Он не сделал даже попытки встать вместе со мной и совсем не смотрел на птиц. Взгляд его был прикован к чему-то на дне оврага.

Я вгляделась. Сначала я ничего не увидела. А потом изумилась, почему не увидела этого сразу.

Возле небольшой группки кустов, неподалеку от того места, где мы сидели, земля была свежеперекопана. Сейчас там возвышалось нечто, по форме напоминавшее могильный холм, на который кто-то сверху набросал камни и сухие колючки, чтобы уничтожить следы недавней работы. Но сделано это было в спешке, быть может, не нашлось под рукой нужных инструментов; и с той стороны, что была к нам ближе, земля слегка осыпалась, обнажив предмет неясных очертаний, который вполне мог являться ногой.
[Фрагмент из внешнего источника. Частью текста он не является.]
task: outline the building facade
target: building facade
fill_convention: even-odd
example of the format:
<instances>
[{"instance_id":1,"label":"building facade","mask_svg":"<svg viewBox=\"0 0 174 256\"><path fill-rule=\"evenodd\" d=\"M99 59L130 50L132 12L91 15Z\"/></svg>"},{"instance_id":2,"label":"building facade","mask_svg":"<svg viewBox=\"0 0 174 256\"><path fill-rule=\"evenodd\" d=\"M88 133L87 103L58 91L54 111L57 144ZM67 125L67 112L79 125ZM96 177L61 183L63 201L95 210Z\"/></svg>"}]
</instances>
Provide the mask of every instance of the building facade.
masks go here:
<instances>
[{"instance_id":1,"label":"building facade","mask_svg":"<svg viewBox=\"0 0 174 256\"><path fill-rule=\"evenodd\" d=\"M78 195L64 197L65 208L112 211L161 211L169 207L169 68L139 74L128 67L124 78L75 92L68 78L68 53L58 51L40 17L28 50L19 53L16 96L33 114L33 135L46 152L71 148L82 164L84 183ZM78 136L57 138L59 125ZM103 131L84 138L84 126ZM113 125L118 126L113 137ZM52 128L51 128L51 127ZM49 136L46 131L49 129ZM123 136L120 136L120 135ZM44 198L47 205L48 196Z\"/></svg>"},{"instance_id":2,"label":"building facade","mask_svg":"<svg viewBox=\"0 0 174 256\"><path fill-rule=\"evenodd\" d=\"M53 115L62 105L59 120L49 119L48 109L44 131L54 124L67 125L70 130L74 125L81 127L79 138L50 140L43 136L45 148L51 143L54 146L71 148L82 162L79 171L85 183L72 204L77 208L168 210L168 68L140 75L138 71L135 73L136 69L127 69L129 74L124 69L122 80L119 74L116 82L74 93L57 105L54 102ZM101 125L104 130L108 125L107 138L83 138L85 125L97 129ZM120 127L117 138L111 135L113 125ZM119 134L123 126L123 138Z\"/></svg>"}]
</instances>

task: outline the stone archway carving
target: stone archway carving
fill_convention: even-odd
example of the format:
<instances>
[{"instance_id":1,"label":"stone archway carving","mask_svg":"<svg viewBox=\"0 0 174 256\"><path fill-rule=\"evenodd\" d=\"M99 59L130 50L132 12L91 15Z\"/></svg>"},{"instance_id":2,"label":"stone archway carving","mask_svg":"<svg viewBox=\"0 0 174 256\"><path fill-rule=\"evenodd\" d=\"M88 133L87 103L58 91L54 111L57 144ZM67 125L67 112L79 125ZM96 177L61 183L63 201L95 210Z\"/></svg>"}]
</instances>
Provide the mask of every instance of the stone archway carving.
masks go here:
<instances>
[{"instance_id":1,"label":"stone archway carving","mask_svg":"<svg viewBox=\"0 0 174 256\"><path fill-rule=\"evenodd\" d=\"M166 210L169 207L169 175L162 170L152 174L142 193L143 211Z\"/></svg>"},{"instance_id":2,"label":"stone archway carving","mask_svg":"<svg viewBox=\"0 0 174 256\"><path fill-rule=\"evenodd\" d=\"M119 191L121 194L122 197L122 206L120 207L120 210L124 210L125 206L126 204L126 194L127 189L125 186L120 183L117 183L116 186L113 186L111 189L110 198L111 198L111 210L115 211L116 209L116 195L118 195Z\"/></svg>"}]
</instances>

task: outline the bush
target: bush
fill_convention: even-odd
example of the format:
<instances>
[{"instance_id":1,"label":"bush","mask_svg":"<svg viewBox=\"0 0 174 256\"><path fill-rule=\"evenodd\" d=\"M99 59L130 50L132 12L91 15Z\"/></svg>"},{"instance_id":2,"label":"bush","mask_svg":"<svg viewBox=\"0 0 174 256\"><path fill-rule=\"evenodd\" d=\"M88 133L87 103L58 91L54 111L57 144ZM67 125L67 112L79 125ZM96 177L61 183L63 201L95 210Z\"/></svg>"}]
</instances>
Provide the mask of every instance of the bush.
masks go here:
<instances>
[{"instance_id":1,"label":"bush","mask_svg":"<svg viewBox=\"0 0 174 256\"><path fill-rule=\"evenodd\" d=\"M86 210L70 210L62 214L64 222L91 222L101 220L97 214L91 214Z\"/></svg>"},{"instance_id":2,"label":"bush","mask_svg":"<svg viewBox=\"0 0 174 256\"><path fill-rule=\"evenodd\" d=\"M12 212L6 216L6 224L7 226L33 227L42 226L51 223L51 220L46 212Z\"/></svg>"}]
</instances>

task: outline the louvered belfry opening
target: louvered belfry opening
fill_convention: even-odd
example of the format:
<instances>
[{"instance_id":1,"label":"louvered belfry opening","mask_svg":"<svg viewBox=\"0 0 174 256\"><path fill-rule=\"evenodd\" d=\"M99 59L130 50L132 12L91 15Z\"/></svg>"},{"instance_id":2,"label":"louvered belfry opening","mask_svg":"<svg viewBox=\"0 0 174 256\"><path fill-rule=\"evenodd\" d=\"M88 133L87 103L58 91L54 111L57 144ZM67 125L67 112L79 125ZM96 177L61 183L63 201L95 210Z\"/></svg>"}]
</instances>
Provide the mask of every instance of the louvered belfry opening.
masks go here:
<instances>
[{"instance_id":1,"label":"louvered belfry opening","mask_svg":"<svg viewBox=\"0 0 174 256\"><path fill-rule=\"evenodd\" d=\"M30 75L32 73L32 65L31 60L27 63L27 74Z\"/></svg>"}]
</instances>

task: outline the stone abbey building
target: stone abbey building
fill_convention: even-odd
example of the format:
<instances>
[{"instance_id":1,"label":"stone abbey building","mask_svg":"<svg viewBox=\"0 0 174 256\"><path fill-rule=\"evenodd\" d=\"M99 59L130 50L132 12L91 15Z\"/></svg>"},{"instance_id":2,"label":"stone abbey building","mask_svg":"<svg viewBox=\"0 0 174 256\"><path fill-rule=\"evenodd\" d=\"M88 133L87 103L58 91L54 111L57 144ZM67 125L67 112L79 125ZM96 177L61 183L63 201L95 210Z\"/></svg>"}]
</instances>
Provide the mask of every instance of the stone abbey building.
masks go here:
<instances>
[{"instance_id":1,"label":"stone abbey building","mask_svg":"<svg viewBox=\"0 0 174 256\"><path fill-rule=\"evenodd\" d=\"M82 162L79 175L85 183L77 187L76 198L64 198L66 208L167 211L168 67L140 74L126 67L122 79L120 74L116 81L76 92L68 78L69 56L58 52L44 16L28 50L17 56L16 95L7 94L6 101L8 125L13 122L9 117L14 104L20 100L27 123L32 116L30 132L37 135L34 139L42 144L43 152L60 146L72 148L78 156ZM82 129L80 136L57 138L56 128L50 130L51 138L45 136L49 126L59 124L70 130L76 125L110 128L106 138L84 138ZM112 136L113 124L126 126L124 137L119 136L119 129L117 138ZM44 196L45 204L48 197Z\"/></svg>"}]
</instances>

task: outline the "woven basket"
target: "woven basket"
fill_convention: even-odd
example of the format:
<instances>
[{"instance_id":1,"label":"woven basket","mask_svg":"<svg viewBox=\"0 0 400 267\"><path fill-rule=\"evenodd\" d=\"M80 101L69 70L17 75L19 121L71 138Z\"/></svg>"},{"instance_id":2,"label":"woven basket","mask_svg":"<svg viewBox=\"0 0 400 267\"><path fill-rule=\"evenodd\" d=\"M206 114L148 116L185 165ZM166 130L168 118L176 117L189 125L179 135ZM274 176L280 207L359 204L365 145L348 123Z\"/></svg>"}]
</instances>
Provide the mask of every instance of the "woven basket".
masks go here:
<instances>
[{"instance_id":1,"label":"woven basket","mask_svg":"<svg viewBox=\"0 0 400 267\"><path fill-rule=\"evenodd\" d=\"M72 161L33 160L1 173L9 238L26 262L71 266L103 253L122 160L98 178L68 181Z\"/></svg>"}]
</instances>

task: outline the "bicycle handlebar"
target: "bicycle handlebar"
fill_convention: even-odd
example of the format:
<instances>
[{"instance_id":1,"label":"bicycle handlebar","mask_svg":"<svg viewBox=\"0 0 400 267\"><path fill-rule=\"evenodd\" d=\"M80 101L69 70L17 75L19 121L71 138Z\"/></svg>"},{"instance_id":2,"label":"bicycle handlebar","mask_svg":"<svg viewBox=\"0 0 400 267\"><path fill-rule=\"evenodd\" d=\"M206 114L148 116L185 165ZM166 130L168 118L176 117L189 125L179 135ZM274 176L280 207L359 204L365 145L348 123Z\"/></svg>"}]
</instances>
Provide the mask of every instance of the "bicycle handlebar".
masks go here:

Тени бородачей скользнули по ней, и еще, еще раз.

Прежде чем я смогла что-то сказать, Колин уже вскочил на ноги и ринулся вниз.

— Колин! — Спотыкаясь, я бросилась за ним. — Колин, не ходи туда! Вернись, прошу тебя!

Он не обращал внимания. Вряд ли он вообще меня слышал. Он остановился над могилой. Это была нога, сомневаться не приходилось. Я схватила его за руку.

— Колин, пожалуйста, пойдем отсюда, подальше от этой жути, да и ни к чему здесь шуровать. Это наверняка тот человек, которого они убили, тот самый несчастный грек, Александрос… Наверное, они перетащили его сюда, потому что здесь слой почвы глубже…

— Его закопали в поле рядом с мельницей.

— Что? — тупо спросила я, и рука моя, державшая его, бессильно обвисла.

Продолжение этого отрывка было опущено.